|
Rank: Member Groups: Member
Joined: 10/6/2014 Posts: 21
|
We are evaluating your product for doing high volume html to pdf conversion in an important eGovernment site. Our tests so far have indicated that the conversions don’t scale to doing more than 6 conversion in parallel (in different threads). Is this a known limitation? Is there anything to configure to obtain better scalability? We have set HtmlToPdf.MaxConcurrentTaskCount = 100.
|
|
Rank: Administration Groups: Administration
Joined: 5/27/2007 Posts: 24,196
|
Hi,
The maximum number of parallel conversion depends on a lot of factors, the most important factors are the complexity of your page and your system configuration.

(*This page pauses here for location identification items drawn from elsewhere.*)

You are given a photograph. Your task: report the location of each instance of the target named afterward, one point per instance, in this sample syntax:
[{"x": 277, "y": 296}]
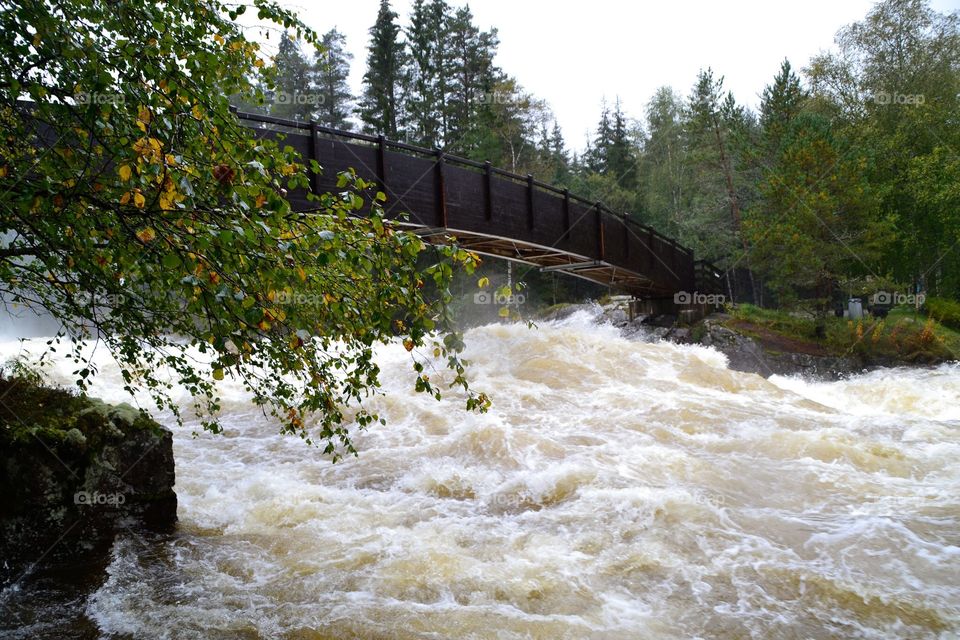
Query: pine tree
[
  {"x": 330, "y": 72},
  {"x": 621, "y": 160},
  {"x": 424, "y": 103},
  {"x": 384, "y": 81},
  {"x": 559, "y": 156},
  {"x": 596, "y": 155},
  {"x": 472, "y": 77},
  {"x": 780, "y": 104},
  {"x": 665, "y": 165},
  {"x": 291, "y": 99}
]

The HTML to PDF converter is both network intensive and CPU intensive, as such either part can slow it down. Additionally, the amount of memory you have in your system can have a huge impact too because every conversion consumes memory --- when the system runs out of physical memory, it starts to swap out memory contents to disk, so in the end the converter pretty much would just be running on your hard drive instead of in memory ---- that's assuming that you don't hit out of memory exception first. The size and complexity of HTML file obviously will have a big impact on all these aspects (network, CPU and memory).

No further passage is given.